In the Columbus suburb of New Albany, Ohio — an emerging data center hub — Intel is building a $1B mega fab chip plant on more than 1,000 acres. Intel recently completed an expansion of its plant in the key data center market of Hillsboro, Oregon, and it is building a pair of new facilities in Phoenix. Taiwanese chipmaking giant TSMC is building a $12B facility in Phoenix, while Samsung Foundries is undertaking a $17B chip fabrication project in Taylor, Texas.

The massive scale of chip fabrication plants means the build-out of a single facility places far greater pressure on a market’s labor supply than any data center project. Experts told Bisnow that the largest data center projects employ around 1,000 tradespeople, while Intel claims its New Albany chip plant project will employ 7,000 construction workers. According to recent reports, TSMC employs around 6,000 construction workers at its project in Phoenix.
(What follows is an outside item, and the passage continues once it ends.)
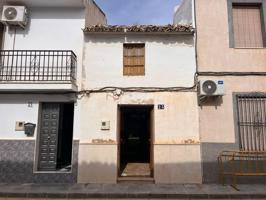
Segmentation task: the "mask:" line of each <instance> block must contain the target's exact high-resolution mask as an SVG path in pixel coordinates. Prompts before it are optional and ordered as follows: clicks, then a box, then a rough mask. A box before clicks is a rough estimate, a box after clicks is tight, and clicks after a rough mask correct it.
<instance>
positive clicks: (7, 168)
mask: <svg viewBox="0 0 266 200" xmlns="http://www.w3.org/2000/svg"><path fill="white" fill-rule="evenodd" d="M73 147H74V149H73V161H72V163H73V165H72V171H71V172H70V173H33V164H34V151H35V141H27V140H23V141H21V140H18V141H16V140H0V183H77V176H78V170H79V173H80V174H81V182H84V183H86V182H88V183H94V182H98V183H101V182H102V183H103V182H105V183H106V182H107V183H108V182H110V183H112V182H114V180H116V178H117V177H116V176H117V171H116V170H117V168H116V165H115V164H108V163H100V162H91V163H82V164H81V165H80V166H78V149H79V142H78V141H75V142H74V146H73ZM237 148H238V145H237V144H222V143H221V144H217V143H215V144H214V143H202V144H201V149H202V150H201V152H202V159H203V163H202V167H203V170H202V171H203V183H218V180H219V179H218V169H219V168H218V163H217V156H218V155H219V153H220V152H221V151H223V150H228V149H237ZM99 153H100V152H99ZM95 156H97V155H95ZM200 165H201V163H191V162H186V163H185V162H184V163H166V164H164V163H158V164H156V163H155V175H156V177H155V178H156V181H157V182H161V183H176V182H179V183H182V182H183V183H193V182H194V183H195V182H199V181H197V180H200V178H201V177H200V176H201V171H200ZM82 180H84V181H82ZM88 180H89V181H88ZM228 181H230V180H227V183H229V182H228ZM238 183H266V179H265V178H264V177H239V178H238Z"/></svg>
And chip manufacturers are competing for the same depleted talent pool of electricians, technicians and others with mission-critical experience and specialty skill sets as the data center industry. 

“Whether they’re building a chip fab or a data center, those are going to be almost the exact same crews,” said Matt Koerner, principal at Critical Project Services, a data center development consultancy. “The skill set of hooking up switch gear or hooking up generators or other critical power equipment is going to be the exact same whether you’re doing it in a chip plant or a data center.”
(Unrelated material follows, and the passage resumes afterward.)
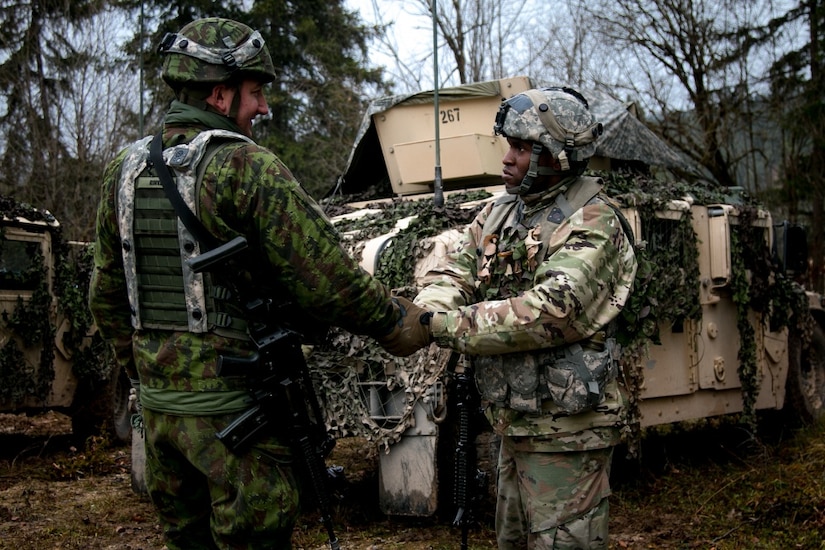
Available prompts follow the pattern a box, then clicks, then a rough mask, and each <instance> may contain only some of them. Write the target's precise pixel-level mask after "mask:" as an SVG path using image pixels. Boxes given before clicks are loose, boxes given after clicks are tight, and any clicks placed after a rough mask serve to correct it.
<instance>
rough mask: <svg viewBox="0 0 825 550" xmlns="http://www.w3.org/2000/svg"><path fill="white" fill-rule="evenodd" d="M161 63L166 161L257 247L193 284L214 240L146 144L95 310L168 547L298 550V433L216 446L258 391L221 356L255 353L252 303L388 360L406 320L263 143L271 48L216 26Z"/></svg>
mask: <svg viewBox="0 0 825 550" xmlns="http://www.w3.org/2000/svg"><path fill="white" fill-rule="evenodd" d="M160 51H161V52H162V53H163V54H164V55H165V61H164V66H163V77H164V80H165V81H166V82H167V83H168V84H169V85H170V86H171V87H172V89H173V90H174V92H175V95H176V98H177V100H176V101H174V102H172V104H171V106H170V109H169V111H168V112H167V113H166V116H165V119H164V123H163V131H162V147H163V149H164V152H163V159H164V162H165V163H166V164H167V165H169V166H170V167H171V168H172V170H171V172H172V173H173V175H174V176H175V180H176V182H177V188H178V191H179V192H180V194H181V196H182V197H183V199H184V201H185V202H186V203H187V205H188V206H189V208H190V209H191V210H192V211H193V212H195V213H196V215H197V217H198V218H199V219H200V221H201V222H202V224H203V226H204V227H205V229H206V230H207V232H208V233H210V234H211V235H213V236H214V237H215V238H216V239H217V241H218V242H226V241H229V240H231V239H233V238H235V237H239V236H243V237H245V238H246V240H247V243H248V248H249V251H250V253H249V254H248V255H247V258H248V259H247V260H246V261H244V262H240V263H239V264H235V268H234V271H233V272H232V273H231V274H230V275H231V276H227V275H223V276H221V275H219V274H210V273H207V274H203V273H194V272H193V270H192V269H191V267H189V266H188V264H186V263H185V262H184V260H186V259H187V258H192V257H196V256H198V254H199V253H200V252H202V251H204V250H203V246H204V243H200V242H198V240H197V239H195V238H194V237H193V235H192V234H191V233H190V232H189V231H188V229H187V228H186V227H185V226H184V224H182V223H180V221H179V220H178V219H177V217H176V213H175V210H174V209H173V207H172V205H171V202H170V201H169V199H168V198H167V197H166V195H165V193H164V191H163V190H162V189H161V187H160V185H159V183H158V182H159V180H158V177H157V175H155V172H154V170H153V165H152V164H151V163H150V162H149V160H148V151H147V149H148V147H149V143H150V141H151V138H145V139H143V140H140V141H138V142H137V143H135V144H133V145H132V146H130V147H128V148H127V149H126V150H124V151H123V152H122V153H121V154H120V155H119V156H118V157H117V158H116V159H115V160H114V161H113V162H112V163H111V164H110V165H109V166H108V167H107V169H106V172H105V175H104V181H103V186H102V198H101V202H100V206H99V209H98V216H97V243H96V247H95V271H94V275H93V280H92V285H91V296H90V306H91V308H92V312H93V314H94V317H95V320H96V322H97V325H98V327H99V329H100V332H101V334H102V335H103V336H104V337H106V338H107V339H108V340H109V341H111V342H112V343H113V344H114V347H115V350H116V353H117V356H118V360H119V361H120V363H121V364H122V365H123V366H124V368H125V369H126V370H127V372H128V373H129V374H130V377H131V378H132V379H133V380H134V382H133V383H134V384H135V385H136V386H137V385H138V384H137V383H138V382H139V386H138V387H139V390H140V391H139V399H140V403H141V405H142V413H143V421H144V426H145V440H146V470H147V486H148V490H149V495H150V497H151V499H152V502H153V504H154V506H155V508H156V509H157V511H158V514H159V517H160V521H161V524H162V526H163V529H164V532H165V535H166V539H167V547H168V548H170V549H206V548H210V549H213V548H221V549H223V548H233V549H242V548H248V549H258V548H260V549H264V548H266V549H272V548H290V546H291V544H290V539H291V533H292V529H293V525H294V523H295V521H296V517H297V515H298V511H299V496H298V486H297V484H296V479H295V475H294V473H293V464H292V453H291V450H290V447H289V444H288V441H286V440H285V438H284V437H283V435H284V434H279V433H272V434H267V435H266V436H263V437H261V438H260V439H259V440H258V441H257V442H256V443H255V444H254V445H253V447H252V448H251V450H249V451H247V452H244V453H242V454H237V455H236V454H232V453H230V452H229V451H228V450H227V448H225V446H224V445H223V444H222V443H221V442H220V441H219V440H218V439H216V437H215V434H216V432H218V431H220V430H222V429H224V428H225V427H227V426H228V425H229V424H230V423H231V421H232V420H234V419H235V418H236V417H238V416H239V414H240V413H243V412H244V411H246V410H248V409H249V408H250V407H251V406H252V405H253V401H252V392H251V391H250V390H254V389H257V388H252V387H250V385H251V384H252V382H251V379H250V378H248V377H246V376H221V375H220V373H219V366H218V365H219V361H218V359H219V357H234V358H250V357H252V356H253V354H254V352H255V348H254V346H253V343H252V342H251V341H250V338H249V335H248V332H247V331H246V330H245V329H246V328H247V327H248V326H249V325H248V321H249V319H247V318H245V315H246V314H247V313H248V310H247V309H245V308H244V307H242V306H243V303H242V302H241V299H240V298H239V297H238V294H240V293H241V290H245V291H249V292H250V293H251V294H252V296H253V297H258V298H261V299H263V300H264V303H266V301H267V300H271V301H272V303H273V306H272V308H273V309H280V310H281V312H280V314H279V316H280V318H281V319H282V320H284V321H285V322H289V321H294V320H296V319H299V318H301V317H304V316H305V317H307V318H308V319H310V320H311V321H313V320H314V325H316V326H323V327H326V326H328V325H329V324H334V325H337V326H340V327H343V328H345V329H347V330H349V331H351V332H354V333H358V334H366V335H370V336H374V337H376V338H378V339H379V342H381V343H382V345H385V346H388V347H393V346H395V345H396V344H397V336H398V334H399V333H400V331H401V329H402V328H403V321H401V323H400V325H399V323H398V321H399V319H400V318H401V316H402V308H401V307H399V301H397V300H392V299H391V296H390V295H389V292H388V291H387V289H386V288H385V287H384V286H383V285H381V284H380V283H379V282H378V281H376V280H375V279H373V278H372V277H370V276H369V275H368V274H367V273H366V272H365V271H363V270H362V269H361V268H360V267H359V266H358V264H357V263H356V262H355V261H354V260H353V259H351V258H350V257H349V256H348V255H347V253H346V252H345V251H344V250H343V248H342V247H341V246H340V243H339V237H338V235H337V233H336V232H335V230H334V229H333V228H332V226H331V224H330V223H329V221H328V220H327V218H326V217H325V216H324V214H323V213H322V211H321V210H320V208H319V207H318V206H317V204H316V203H315V202H314V201H313V200H312V199H311V198H310V197H309V196H308V195H307V194H306V193H305V192H304V190H303V189H302V188H301V186H300V184H299V183H298V182H297V181H296V180H295V179H294V178H293V176H292V175H291V174H290V172H289V170H288V169H287V167H286V166H284V165H283V164H282V163H281V162H280V160H279V159H278V158H277V157H276V156H275V155H274V154H273V153H272V152H270V151H268V150H267V149H264V148H262V147H260V146H258V145H256V144H255V143H254V141H252V139H251V133H252V120H253V119H254V118H255V117H256V116H257V115H263V114H266V113H267V109H268V108H267V103H266V99H265V98H264V96H263V91H262V88H263V85H264V84H266V83H268V82H271V81H272V80H273V79H274V78H275V69H274V67H273V65H272V60H271V58H270V55H269V52H268V50H267V48H266V45H265V44H264V42H263V39H262V38H261V35H260V34H259V33H258V32H257V31H255V32H253V31H252V29H250V28H249V27H247V26H245V25H242V24H240V23H237V22H234V21H230V20H226V19H217V18H211V19H202V20H198V21H195V22H193V23H190V24H189V25H186V26H185V27H184V28H183V29H181V31H180V32H179V33H177V34H174V35H167V37H166V38H165V39H164V41H163V44H162V46H161V48H160ZM214 143H218V144H219V145H217V146H215V145H214ZM210 144H213V145H212V147H210ZM398 300H400V304H401V305H402V306H403V305H406V306H407V307H409V308H412V310H413V311H415V310H416V308H415V306H413V305H412V304H411V303H410V302H408V301H404V300H403V299H398ZM402 351H403V350H402ZM410 352H411V351H409V352H407V353H410ZM279 420H280V419H274V422H273V424H274V425H278V424H279Z"/></svg>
Making matters worse for data center developers, industry insiders told Bisnow that competition between competing chipmakers is dramatically driving up the cost of labor. Companies like Intel, TSMC and Samsung, armed with massive development war chests and aiming to beat each other to market, are offering tradespeople and contractors pay up to 40% over typical rates. They are also offering additional incentives like guaranteed overtime and two-year contracts that were previously almost unheard of. 

“This shocked me — it’s really an arms race,” said Samir Shah, managing partner at Phoenix-based consultancy TBL Mission Critical. “It’s chip manufacturer against chip manufacturer, with the casualties being the data center clients.”

While some hyperscale cloud providers may be able to compete with the major chipmakers for construction labor, industry insiders said the majority of data center operators will be left looking in from the outside in places like Phoenix and Columbus. 

“Even if you’re one of the larger colocation providers, you’re not in a great position,” Shah said. “Those are big companies, but they don’t have the pocketbooks of the Googles or Microsofts.”

Data center builders are increasingly forced to bring in tradespeople and contractors from outside markets to meet their labor needs. But insiders say this practice carries risks: It can jeopardize union agreements and create quality control issues. It also adds significant expense.   

“We have to sometimes incentivize people beyond just per diems and travel and good wages to get people to projects,” said Sean Mulligan, director for data centers and mission critical at PCL Construction Services. “You have to find the right people wherever they are, and you've got to give them enough incentive to say goodbye to their family, pack their bags, get in their truck, drive cross-country to wherever the project is and get set up living in a rental house or a trailer.”

Chipmakers’ impact on construction labor markets isn’t a problem that is going away anytime soon for data center developers, as legislation mandating a slew of financial incentives for semiconductor manufacturing is poised for passage with bipartisan support in Congress. The Creating Helpful Incentives to Produce Semiconductors For America Act, or CHIPS For America Act, would provide chipmakers with $52B in incentives to expand in the U.S. Its passage, experts say, would almost certainly add further strain to a labor market that is already proving to be one of the most significant impediments to growth for the data center industry.

“You're in an already-strained labor market, and you're adding to it by incentivizing people to build here,” Koerner said. “Data centers are not a small commitment, but chip fab is a huge undertaking — it’ll be a big impact.”